4:30 p.m. It is the fourth day of travel across the desert since we left the last inhabited settlement. On the dirt road, along the final stretch — which is also the longest — all four of us stop to catch our breath. Our cheeks are chapped by the sun and the biting cold. Our knees whisper weary complaints. Around us, for more than 24 hours, the landscape has been identical: flat, dry, endless.
For a moment we remain silent, until Liam speaks up and gives voice to what everyone is thinking:
“This road is brutal. We’re not even halfway. I’ve got enough water to last until tomorrow afternoon. After that, we’ll have to figure something out.”
The day before, we had resupplied at the Beket Ata mosque, an oasis in the middle of the desert where we had let ourselves sink into the warmth of its carpets, before heading back out to face the wind. The temperature is rising: the -12°C of the first day are now a distant memory. Spring is slowly reclaiming its place even here, across the vast Kazakh steppes, although in the mornings frost still covers the tents.
We still have 50 km of dirt and potholes ahead, where our focus must be entirely devoted to trying not to wreck the bikes or crash again. After all, there isn’t much around to distract us. Beyond that, in “civilization,” another 96 kilometers of nothing, but on asphalt, with the wind blowing against us.

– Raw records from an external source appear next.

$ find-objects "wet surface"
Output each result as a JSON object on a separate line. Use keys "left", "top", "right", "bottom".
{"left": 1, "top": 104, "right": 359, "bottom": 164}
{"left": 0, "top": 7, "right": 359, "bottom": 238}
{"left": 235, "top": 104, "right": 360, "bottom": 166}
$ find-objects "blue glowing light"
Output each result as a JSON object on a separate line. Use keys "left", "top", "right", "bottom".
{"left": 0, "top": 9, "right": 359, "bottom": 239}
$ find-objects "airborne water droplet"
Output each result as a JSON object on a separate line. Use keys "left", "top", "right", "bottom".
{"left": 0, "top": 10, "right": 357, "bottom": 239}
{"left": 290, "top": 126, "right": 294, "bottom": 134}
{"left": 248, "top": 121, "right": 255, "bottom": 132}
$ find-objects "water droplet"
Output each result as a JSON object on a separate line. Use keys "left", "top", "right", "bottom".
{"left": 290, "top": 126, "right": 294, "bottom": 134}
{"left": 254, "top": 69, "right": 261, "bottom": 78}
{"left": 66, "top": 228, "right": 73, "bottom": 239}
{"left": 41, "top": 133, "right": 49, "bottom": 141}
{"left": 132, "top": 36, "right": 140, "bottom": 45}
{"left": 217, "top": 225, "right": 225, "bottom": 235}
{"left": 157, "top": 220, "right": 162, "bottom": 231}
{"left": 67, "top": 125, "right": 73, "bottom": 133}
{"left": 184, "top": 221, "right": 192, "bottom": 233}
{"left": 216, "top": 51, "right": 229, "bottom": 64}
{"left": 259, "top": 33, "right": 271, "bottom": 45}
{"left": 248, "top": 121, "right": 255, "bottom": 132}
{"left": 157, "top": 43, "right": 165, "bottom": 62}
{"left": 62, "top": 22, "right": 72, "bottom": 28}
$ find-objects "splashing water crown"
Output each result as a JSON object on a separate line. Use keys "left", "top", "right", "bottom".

Camels break the pattern of the shrubs as the sun sets a little later. More pauses along the way, between canned food and candies eaten like peanuts, a sweet donation from the mosque. Dust settles over us like a light blanket, lifted by the wheels and by herds of wild horses that had run alongside us just hours earlier.
Suddenly a small climb, its highest point hiding the view beyond. The mind knows there can be no surprise, yet instinct suggests that after a “pass,” a new vista will open up. Deceptive. We keep falling for the same trick, repeatedly disappointed by what we already knew we would find. If the GPS didn’t tell us with certainty that somewhere out there, at an exact number of kilometers, there is a road and then a town, we’d be close to losing our minds. And it wouldn’t take much.
Seven days in a row, five between two inhabited centers, three to enter and exit the dirt “limbo”: there, on the first morning, a man surprised us as we cautiously stuck our heads out of the tents. From the window of his jeep, he looked at us as if he were having a hallucination. Those, however, are usually a summer occurrence. Now, at the end of winter, there can be no doubt: we are really there.